本記事はそんなご家族のために書きました。C5頸髄損傷(だいごけいずいそんしょう)の特徴・症状・リハビリ・生活支援制度まで、最新のエビデンス(科学的根拠)をもとにわかりやすく解説します。「知識」が「希望」に変わるまで、一緒に読み進めてください。
C5頸髄損傷とは。
脊髄(せきずい)は、脳と体をつなぐ「情報の幹線道路」です。首の部分には頸椎(けいつい)と呼ばれる7つの骨があり、上からC1〜C7と番号が付いています。C5はその5番目にあたります。
C5レベルで脊髄が損傷されると、そこから下への神経信号が途絶えます。肩を横に上げる動作(外転)や肘を曲げる動作(屈曲)はある程度残りますが、手首・手指の動作は失われることが多いです。
ただし、完全損傷か不完全損傷かによって状態は大きく異なります。同じ「C5損傷」でも、個人差は非常に大きいです。
C5が支配する主要な筋肉と機能障害。
C5神経根は、主に肩・上腕の筋肉を支配しています。以下の5つの筋肉がC5と深く関係しており、損傷によってそれぞれの機能に障害が生じます。
| 筋肉名 | 主な働き | 損傷による影響 |
|---|---|---|
| 三角筋(さんかくきん) | 肩の外転(横に上げる) | 腕を横に上げる動作が困難になる |
| 上腕二頭筋(じょうわんにとうきん) | 肘の屈曲(肘を曲げる) | 肘を曲げる動作が困難になる |
| 棘上筋(きょくじょうきん) | 肩の外転補助 | 肩を外側に動かす動作が弱くなる |
| 上腕筋(じょうわんきん) | 肘の屈曲補助 | 肘を曲げる力が弱まる |
| 腕橈骨筋(わんとうこつきん) | 前腕の屈曲・回外 | 前腕を曲げる・手首を返す動作が困難になる |
ASIA分類:損傷の程度を理解する。
脊髄損傷の程度は、米国脊髄損傷協会(ASIA)が定めたASIA機能分類で評価されます。A(完全損傷)からE(正常)まで5段階あります。

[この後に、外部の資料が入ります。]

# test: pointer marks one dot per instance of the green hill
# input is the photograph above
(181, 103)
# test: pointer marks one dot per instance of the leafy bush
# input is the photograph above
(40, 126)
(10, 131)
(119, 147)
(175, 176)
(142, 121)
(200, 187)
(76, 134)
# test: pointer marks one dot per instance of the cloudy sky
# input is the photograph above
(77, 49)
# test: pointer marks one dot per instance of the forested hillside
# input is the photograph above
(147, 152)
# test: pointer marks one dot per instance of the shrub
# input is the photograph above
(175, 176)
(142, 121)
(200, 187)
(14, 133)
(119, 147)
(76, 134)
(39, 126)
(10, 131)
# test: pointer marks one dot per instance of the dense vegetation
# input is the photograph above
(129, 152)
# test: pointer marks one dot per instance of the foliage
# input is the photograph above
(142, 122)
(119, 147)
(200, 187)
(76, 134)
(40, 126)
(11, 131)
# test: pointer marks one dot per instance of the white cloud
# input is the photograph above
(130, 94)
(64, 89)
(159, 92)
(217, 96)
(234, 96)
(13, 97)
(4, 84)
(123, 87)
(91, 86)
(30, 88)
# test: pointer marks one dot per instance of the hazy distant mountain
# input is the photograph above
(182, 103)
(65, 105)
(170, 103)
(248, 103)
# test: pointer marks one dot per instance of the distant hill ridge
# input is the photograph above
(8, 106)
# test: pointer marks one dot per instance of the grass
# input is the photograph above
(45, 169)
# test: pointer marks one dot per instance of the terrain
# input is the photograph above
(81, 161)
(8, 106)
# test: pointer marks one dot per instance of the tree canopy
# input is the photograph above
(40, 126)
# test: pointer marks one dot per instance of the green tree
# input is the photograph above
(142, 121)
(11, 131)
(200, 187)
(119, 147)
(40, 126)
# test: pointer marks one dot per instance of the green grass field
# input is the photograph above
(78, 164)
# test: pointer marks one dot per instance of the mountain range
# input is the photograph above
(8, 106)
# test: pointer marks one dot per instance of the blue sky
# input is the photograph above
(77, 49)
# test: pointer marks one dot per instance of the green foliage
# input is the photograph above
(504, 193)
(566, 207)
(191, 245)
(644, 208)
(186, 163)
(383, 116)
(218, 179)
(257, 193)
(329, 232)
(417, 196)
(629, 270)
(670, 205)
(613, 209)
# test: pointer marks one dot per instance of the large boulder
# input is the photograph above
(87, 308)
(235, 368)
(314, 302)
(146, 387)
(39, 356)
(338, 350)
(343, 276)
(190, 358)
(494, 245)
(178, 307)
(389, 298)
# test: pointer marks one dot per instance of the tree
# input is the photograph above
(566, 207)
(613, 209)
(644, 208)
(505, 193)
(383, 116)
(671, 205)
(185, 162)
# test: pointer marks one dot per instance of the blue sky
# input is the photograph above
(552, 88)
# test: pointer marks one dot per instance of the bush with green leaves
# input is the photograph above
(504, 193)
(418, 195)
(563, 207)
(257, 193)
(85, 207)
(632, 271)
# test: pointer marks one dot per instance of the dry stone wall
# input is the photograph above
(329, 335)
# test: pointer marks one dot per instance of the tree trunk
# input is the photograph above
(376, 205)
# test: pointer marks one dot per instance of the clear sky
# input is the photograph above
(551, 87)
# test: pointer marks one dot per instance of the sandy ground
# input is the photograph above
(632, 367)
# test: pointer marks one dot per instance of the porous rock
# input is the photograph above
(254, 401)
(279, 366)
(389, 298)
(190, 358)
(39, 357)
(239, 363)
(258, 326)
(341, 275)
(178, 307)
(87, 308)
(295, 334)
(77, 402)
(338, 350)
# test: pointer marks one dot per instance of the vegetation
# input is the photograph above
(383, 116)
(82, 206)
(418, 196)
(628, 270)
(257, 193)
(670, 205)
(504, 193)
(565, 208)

腕神経叢への関与:C5はC6とともに頸部神経叢・腕神経叢に寄与します。腕神経叢は肩・腕・手の感覚と運動を支配し、C5損傷では特に腋窩神経(三角筋支配)と筋皮神経(上腕二頭筋・上腕筋支配)への影響が顕著です。
脊髄ショック:受傷直後の脊髄ショック(損傷部位以下の反射消失・弛緩性麻痺)は、通常数日〜数週間で解消されます。ショック期に評価したASIA分類は、解消後に再評価することが必要です。
自律神経障害:C5損傷では自律神経(血圧調節・体温調節・膀胱直腸機能)への影響も生じます。起立性低血圧、体温調節障害、自律神経過反射(AD)に注意が必要です。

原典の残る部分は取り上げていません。